Designing a faster prescription verification workflow for pharmacists
Ro
Reducing medication verification time and cognitive load in a high-risk, data-dense workflow.
My role
Lead product designer
Product strategy, problem definition, end-to-end design, user validation, implementation support, QA
Team
2 product managers, 1 clinical strategy director, 3 engineers, 3 beta-test pharmacists
Context
Pharmacists are responsible for ensuring that a prescription is safe given a patient’s current medications, allergies, and conditions.
Problem
Manual verification of drug interactions slows pharmacists in a time-critical, safety-sensitive workflow.
Patients enter health data as unstructured free-text, making it difficult to reliably evaluate.
Pharmacists have to manually cross-check patient info against drug reference tools before completing prescription verification.
Evolving the medication verification workflow
Introducing structured data, automated interaction checks, cleaner visual design to reduce manual effort while preserving pharmacist judgment and accountability.
Patient enters structured data
Automated interaction check
Severity-based results
Pharmacist review & decision
Upstream improvements
Structured patient inputs
Forced structured patient inputs for entering medications, allergies, and conditions.
Core improvements
Automated interaction results
Integrated a drug interaction checking database that automatically evaluates drug, allergy, and condition interactions and returns severity levels to guide review.
Results are surfaced consistently across the prescribing interface and the pharmacist verification workflow to support shared context and faster decision-making.
Downstream improvements
Pharmacist review & actions
Redesigned the pharmacist review experience to surface interaction results clearly and support quick approve, override, or follow-up actions.

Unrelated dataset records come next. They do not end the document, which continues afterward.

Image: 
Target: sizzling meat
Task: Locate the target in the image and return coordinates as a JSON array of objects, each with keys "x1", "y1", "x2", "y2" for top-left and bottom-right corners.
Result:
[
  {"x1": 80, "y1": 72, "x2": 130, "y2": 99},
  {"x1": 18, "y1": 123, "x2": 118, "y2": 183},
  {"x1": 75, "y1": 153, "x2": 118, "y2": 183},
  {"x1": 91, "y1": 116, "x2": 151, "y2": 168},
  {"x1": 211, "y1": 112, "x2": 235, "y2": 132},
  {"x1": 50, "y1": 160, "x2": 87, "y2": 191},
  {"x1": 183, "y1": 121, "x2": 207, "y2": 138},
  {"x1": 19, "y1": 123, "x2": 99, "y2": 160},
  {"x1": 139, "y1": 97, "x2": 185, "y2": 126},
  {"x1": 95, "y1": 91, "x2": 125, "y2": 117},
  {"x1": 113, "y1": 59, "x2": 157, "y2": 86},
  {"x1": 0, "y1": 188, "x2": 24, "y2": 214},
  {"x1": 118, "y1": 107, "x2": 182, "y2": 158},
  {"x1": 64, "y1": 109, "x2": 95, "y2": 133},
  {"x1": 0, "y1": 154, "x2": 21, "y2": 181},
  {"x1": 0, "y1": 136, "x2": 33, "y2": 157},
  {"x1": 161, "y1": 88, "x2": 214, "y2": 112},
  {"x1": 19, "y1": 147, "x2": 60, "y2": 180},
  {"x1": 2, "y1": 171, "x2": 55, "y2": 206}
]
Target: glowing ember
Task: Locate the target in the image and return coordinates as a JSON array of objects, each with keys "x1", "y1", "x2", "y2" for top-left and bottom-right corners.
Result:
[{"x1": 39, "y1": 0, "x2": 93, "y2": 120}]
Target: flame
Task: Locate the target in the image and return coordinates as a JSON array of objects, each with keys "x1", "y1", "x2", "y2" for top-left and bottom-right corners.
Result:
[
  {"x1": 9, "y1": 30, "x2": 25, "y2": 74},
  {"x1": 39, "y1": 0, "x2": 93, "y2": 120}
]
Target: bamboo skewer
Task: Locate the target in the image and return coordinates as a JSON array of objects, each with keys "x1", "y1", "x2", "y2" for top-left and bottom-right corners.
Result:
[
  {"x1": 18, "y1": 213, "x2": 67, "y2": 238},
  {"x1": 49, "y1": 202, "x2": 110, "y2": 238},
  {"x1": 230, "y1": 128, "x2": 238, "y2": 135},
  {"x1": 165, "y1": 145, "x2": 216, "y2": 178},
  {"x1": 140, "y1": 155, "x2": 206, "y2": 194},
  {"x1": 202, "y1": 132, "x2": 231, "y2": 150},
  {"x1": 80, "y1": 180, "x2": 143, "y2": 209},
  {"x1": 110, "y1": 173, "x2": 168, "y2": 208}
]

Automated checks flag risk, but pharmacists retained final decision-making authority, ensuring clinical judgment and accountability are preserved.
Impact
Reduced time spent on manual cross-checking
Reduced prescriptions put on hold due to follow-up
Lower cognitive load during verification
Improved prescription throughput per shift
Challenges
Speed under cognitive and environmental pressure. Pharmacists need to verify prescriptions quickly while managing multiple digital and physical tasks.
Automation without loss of clinical authority. The system needs to surface interaction risk clearly without replacing pharmacist judgment or violating regulatory requirements.